Perhaps related to that, the Manassas Tigers are a terrible football team, never having won a playoff game in the school’s 110-year history. Things have gotten so bad that other teams have paid the Tigers thousands of dollars for the privilege of beating them at Homecoming.
But that starts to change in 2004, when Courtney, a lumber salesman, volunteers to coach the team. “Undefeated” chronicles the 2009 season, when some of the best players Courtney has molded are seniors, with their last, best chance at a winning season.
The players are fascinating individuals; one, Chavis Daniels, is a hot-headed star linebacker with anger-management issues who was just released from a 15-month jail sentence for unrevealed charges. Another, O.C. Brown, is a good-hearted but academically poor student struggling to graduate.
Where the season takes them, and the entire team, is a satisfying mix of sports-movie uplift and heartbreaking realism. Life isn’t fair; sometimes it breaks your way, and sometimes it breaks against you, and the team encounters plenty of both along the way.

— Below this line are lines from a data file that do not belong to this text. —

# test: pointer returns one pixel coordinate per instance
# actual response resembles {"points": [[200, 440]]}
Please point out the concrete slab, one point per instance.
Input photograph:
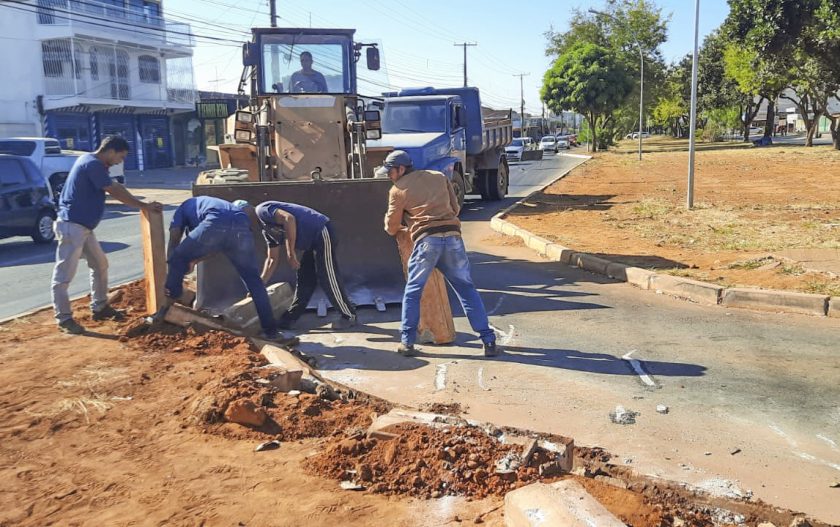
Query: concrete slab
{"points": [[769, 300], [834, 307], [822, 260], [558, 253], [244, 314], [538, 244], [564, 503], [590, 263], [639, 277], [688, 289]]}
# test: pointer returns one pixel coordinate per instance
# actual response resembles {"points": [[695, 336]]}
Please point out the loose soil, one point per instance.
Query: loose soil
{"points": [[750, 204], [127, 427]]}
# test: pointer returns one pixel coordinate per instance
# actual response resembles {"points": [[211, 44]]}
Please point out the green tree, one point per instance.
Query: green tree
{"points": [[589, 79], [805, 36], [622, 26]]}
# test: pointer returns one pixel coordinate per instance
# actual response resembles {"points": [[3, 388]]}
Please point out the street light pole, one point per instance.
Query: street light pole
{"points": [[521, 103], [693, 120], [641, 96]]}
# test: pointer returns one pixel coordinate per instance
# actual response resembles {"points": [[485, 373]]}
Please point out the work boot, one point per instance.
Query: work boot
{"points": [[344, 322], [280, 339], [108, 313], [71, 326], [491, 350]]}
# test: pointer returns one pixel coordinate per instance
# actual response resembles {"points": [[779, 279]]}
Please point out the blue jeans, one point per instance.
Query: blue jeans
{"points": [[449, 256], [234, 239]]}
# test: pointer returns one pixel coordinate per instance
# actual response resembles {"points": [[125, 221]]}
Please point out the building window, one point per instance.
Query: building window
{"points": [[55, 54], [94, 64], [149, 69]]}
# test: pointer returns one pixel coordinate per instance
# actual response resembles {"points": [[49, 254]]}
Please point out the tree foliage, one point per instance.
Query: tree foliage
{"points": [[589, 79]]}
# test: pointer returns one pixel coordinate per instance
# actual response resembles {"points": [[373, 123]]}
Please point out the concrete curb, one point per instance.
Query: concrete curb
{"points": [[683, 288]]}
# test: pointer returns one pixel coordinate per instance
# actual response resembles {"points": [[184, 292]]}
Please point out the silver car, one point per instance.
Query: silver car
{"points": [[514, 150]]}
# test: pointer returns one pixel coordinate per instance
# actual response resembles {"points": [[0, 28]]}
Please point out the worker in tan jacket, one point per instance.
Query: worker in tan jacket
{"points": [[424, 203]]}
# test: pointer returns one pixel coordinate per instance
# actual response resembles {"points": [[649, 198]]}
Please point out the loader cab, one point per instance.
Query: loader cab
{"points": [[307, 61]]}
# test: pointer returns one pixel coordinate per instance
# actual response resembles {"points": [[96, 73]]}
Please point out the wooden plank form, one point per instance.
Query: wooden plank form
{"points": [[154, 258]]}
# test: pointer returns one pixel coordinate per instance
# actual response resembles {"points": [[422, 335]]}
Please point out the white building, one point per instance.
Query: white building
{"points": [[79, 70]]}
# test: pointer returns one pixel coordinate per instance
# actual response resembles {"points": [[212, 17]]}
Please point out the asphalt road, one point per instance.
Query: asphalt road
{"points": [[753, 399], [26, 267]]}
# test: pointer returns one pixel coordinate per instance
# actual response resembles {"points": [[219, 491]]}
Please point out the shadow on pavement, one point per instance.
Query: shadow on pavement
{"points": [[29, 253]]}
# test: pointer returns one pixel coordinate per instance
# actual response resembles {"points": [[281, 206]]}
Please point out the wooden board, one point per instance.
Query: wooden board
{"points": [[154, 258], [436, 324]]}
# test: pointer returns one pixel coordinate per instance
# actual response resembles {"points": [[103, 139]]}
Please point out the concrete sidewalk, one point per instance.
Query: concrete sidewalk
{"points": [[163, 178]]}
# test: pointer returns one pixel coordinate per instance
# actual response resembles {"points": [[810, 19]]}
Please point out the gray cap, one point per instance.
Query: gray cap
{"points": [[397, 158]]}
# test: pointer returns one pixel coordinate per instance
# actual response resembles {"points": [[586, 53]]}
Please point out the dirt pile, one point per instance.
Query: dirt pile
{"points": [[169, 338], [431, 462]]}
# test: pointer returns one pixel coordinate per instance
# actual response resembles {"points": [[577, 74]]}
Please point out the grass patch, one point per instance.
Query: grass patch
{"points": [[794, 269], [821, 286], [651, 209]]}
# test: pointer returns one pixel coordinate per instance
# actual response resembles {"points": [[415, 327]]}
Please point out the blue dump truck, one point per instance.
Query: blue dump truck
{"points": [[444, 130]]}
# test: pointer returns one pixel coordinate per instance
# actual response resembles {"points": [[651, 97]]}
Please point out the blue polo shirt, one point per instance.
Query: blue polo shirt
{"points": [[309, 223], [195, 210], [82, 200]]}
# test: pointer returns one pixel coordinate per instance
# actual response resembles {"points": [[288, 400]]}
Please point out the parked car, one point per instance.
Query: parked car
{"points": [[563, 142], [515, 149], [26, 202], [548, 143], [53, 162]]}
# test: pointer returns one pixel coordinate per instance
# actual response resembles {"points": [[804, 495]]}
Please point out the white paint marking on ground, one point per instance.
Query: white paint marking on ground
{"points": [[481, 380], [809, 457], [497, 306], [830, 443], [782, 434], [506, 337], [440, 375], [637, 367]]}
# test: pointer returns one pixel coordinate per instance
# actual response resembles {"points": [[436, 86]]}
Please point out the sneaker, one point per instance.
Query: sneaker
{"points": [[108, 313], [71, 326], [281, 339], [491, 350], [344, 323]]}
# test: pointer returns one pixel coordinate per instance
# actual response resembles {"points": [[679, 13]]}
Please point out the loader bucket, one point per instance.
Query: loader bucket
{"points": [[368, 258]]}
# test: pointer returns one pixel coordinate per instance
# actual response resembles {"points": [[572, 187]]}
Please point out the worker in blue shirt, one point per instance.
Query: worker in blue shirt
{"points": [[80, 209], [298, 228], [213, 226]]}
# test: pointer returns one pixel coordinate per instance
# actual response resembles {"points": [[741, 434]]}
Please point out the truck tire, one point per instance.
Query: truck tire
{"points": [[493, 184], [57, 182], [42, 231], [459, 186]]}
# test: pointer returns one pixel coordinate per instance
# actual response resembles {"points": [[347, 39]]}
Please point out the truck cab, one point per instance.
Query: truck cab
{"points": [[445, 130]]}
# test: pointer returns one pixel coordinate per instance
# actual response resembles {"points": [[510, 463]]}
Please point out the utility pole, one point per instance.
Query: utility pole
{"points": [[521, 103], [465, 44], [692, 132]]}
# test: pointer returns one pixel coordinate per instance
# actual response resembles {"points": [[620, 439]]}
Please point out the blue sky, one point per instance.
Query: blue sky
{"points": [[417, 38]]}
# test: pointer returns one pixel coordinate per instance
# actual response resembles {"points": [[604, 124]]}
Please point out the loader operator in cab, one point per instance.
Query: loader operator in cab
{"points": [[307, 80]]}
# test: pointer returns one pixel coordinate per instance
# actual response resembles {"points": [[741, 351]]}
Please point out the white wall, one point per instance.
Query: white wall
{"points": [[23, 67]]}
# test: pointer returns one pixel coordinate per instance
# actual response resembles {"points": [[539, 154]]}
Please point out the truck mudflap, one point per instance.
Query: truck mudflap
{"points": [[368, 257]]}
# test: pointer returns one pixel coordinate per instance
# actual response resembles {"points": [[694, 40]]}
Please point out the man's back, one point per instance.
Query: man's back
{"points": [[425, 200], [82, 200]]}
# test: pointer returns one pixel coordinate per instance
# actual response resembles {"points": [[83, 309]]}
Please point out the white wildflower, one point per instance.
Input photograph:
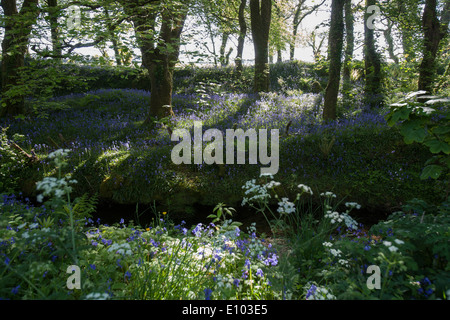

Courtney is a magnetic character, his good-’ol-boy demeanor concealing a sly sarcastic wit and a deep understanding of what his players are going through. He both embodies all the qualities of a great movie coach and transcends them.
“Undefeated” won the Oscar for Best Documentary this year in a bit of an upset, which was perhaps fitting for a film about an undervalued football team.
But after you see it, right through to the teary-eyed uplifting finale, you’ll think it was the odds-on favorite.